As the 4th of July approaches, engines rev across the country in anticipation of summer road trips — fun, yes, but not exactly eco-friendly. Still, with a little extra thought and planning, the classic American vacation needn’t ravage the environment, too. Check out Earth911’s tips to greening your car travel.

1. Prepare to picnic. Grabbing fast food on the go takes a toll on the planet’s resources from the paper and plastic packaging to the emissions from trucking a load of French fries. Taking along food — or stocking up at a grocery store en route — is generally healthier and cheaper, too.

Gear up for your movable feast with eco picnic gear: reusable utensils, napkins, dishes and cups. Even sturdy disposables can withstand several uses, but don’t skimp on two must-haves: water bottles (ideally several large ones to cover long stretches of road) and a real knife for cutting fruit, cheese and so forth (a Swiss Army one is great).

2. Recycle on the go. Invariably, you’ll pick up snacks and drinks along the way, so plan for all that packaging waste. Stash a grocery bag under the seat to collect paper, plastic and glass, then recycle at your destination. Better yet, use Earth911’s iRecycle app for the iPhone and Android to find recycling locations wherever you are (disclosure: shameless plug).

3. Take the open road. Stop-and-go traffic is as wasteful as it is annoying, while idling (that’s zero miles per gallon, peeps) is worse. Avoid both and conserve fuel with a bit of planning.

Many states use electronic toll collection (e.g. E-Z Pass) and often the cards are compatible with other systems. If not, consider buying a pass for the states you’re travelling through. Cards allow you to speed through tollbooths or open road tolling.

If the highway ahead looks clogged, dial up Google maps on your phone for live traffic updates and plan an alternate route.

4. Go car camping. Now that it’s warm, consider car camping instead of checking into a motel. Many camping sites cater to motor home folks, so you can expect plenty of amenities such as bathrooms with showers or wi-fi. Even with such extras, camping uses far fewer resources than a hotel room with air conditioning, television, etc. And dare we say it’s more fun?

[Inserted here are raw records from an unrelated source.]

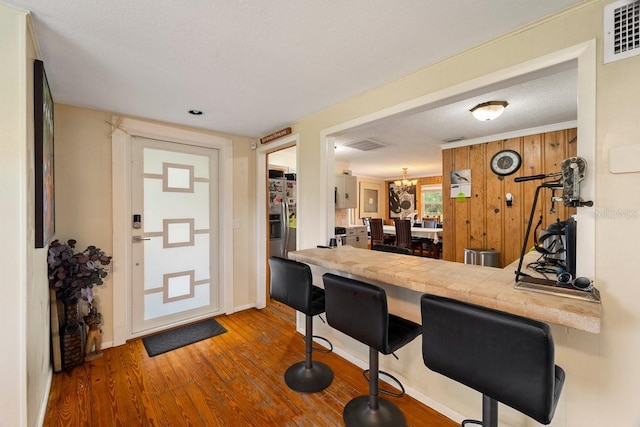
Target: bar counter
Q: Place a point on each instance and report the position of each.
(487, 286)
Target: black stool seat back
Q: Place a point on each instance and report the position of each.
(506, 357)
(360, 310)
(291, 284)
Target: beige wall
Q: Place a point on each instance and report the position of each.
(24, 318)
(602, 369)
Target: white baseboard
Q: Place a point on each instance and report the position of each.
(45, 398)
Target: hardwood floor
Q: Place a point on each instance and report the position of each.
(234, 379)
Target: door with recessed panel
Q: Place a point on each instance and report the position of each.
(174, 255)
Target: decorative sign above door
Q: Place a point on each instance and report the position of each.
(275, 135)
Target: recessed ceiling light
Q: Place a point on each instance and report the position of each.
(489, 110)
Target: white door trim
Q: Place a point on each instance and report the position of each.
(121, 199)
(261, 211)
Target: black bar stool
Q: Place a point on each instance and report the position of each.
(291, 284)
(359, 310)
(507, 358)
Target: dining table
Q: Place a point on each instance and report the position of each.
(427, 233)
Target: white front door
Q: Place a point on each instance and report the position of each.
(174, 249)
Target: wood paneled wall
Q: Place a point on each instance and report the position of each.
(484, 220)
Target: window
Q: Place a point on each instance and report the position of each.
(431, 200)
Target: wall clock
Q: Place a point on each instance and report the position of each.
(505, 162)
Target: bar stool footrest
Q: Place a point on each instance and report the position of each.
(322, 349)
(383, 391)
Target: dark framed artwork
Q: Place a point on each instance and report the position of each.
(45, 218)
(402, 201)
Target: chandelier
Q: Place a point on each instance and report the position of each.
(405, 184)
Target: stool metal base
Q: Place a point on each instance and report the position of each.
(308, 380)
(359, 413)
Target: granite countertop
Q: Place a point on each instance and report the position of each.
(487, 286)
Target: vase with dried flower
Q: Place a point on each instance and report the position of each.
(73, 276)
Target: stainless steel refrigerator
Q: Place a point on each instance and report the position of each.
(282, 216)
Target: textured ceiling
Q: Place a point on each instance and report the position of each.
(252, 66)
(414, 139)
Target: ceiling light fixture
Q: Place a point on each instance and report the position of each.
(489, 110)
(404, 184)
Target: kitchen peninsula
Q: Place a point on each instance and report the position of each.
(405, 278)
(413, 276)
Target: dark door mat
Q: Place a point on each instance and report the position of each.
(179, 337)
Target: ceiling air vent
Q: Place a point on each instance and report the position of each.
(364, 145)
(621, 30)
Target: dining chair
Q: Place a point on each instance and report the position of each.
(429, 222)
(432, 249)
(403, 236)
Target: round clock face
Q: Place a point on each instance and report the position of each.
(505, 162)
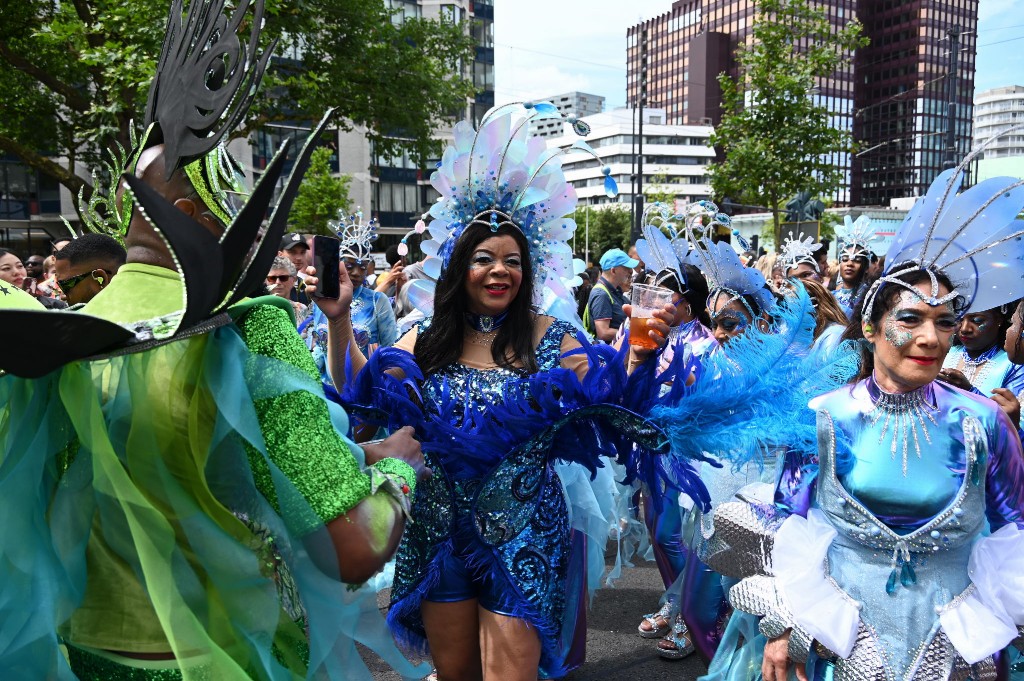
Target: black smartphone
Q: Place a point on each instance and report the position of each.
(327, 259)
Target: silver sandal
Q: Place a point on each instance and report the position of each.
(681, 645)
(656, 632)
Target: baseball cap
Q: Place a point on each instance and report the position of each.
(616, 257)
(288, 242)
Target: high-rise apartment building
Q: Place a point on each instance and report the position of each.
(577, 103)
(901, 125)
(995, 112)
(891, 97)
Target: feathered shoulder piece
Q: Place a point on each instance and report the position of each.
(799, 251)
(751, 394)
(500, 175)
(973, 237)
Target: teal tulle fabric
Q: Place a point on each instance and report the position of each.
(159, 448)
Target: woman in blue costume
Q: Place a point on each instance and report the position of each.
(663, 514)
(978, 362)
(492, 577)
(856, 256)
(873, 576)
(373, 317)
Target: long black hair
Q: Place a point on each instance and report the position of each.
(440, 344)
(884, 301)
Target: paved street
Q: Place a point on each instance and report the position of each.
(614, 652)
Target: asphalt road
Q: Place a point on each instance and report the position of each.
(614, 652)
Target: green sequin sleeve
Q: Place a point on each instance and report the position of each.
(300, 438)
(399, 469)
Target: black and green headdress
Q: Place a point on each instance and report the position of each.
(205, 82)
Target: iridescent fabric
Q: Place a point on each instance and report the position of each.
(933, 471)
(496, 440)
(524, 525)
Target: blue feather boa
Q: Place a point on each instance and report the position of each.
(606, 414)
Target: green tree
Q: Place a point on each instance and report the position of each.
(609, 227)
(321, 197)
(776, 140)
(75, 75)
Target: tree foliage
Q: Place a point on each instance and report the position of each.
(76, 74)
(609, 227)
(776, 140)
(321, 197)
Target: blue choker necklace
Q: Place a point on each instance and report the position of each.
(484, 323)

5. Lose the extra weight. We’re not talking about love handles. Loading up the car with too much stuff could reduce fuel efficiency. Every extra 100 pounds shaves up to two percent off your miles per gallon, according to fueleconomy.gov. Do you really expect to use all that sporting gear? Could you maybe stock up on beer at your destination? Just a consideration.

6. Oil up the car. The proper grade of motor oil can up your gas mileage by 1 or 2 percent by reducing friction between moving engine parts. And while you’re at, make it the recycled kind: Valvoline recently rolled out a re-refined motor oil called NextGen with 50 percent recycled content for do-it-yourself oil changers. Or look for auto dealers and repair shops that use Universal Lubricants’s Eco Ultra oil, which contains up to 70 percent recycled content.

7. Check tire pressure. It’s a good idea to check tire pressure frequently, but especially before a long trip and along the way. According to fueleconomy.gov, gas mileage improves up to 3.3 percent with properly inflated tires. A tire pressure check is usually part of the oil change service — if you go that route — so ask the staff to show you how to use a pressure gauge and consider picking one up for the road.

8. Slow down, mister. Observe the speed limit for better fuel efficiency. Anything above 60 mpg reduces your mileage, according to fueleconomy.gov. Sudden starts and stops from aggressive driving waste gas, too. Think hypermiling. And, by the way, this is about the journey, not the destination, right?

9. Don’t drive. If you’re heading to another city, consider buying a seat on a coach bus service. You’ll conserve loads of gas and avoid the hassle of driving entirely. Many bus services now feature amenities such as WiFi and movies, too.

Or what about a bike trip instead? Zero gas = zero emissions. Plan out a route on back roads and smaller highways.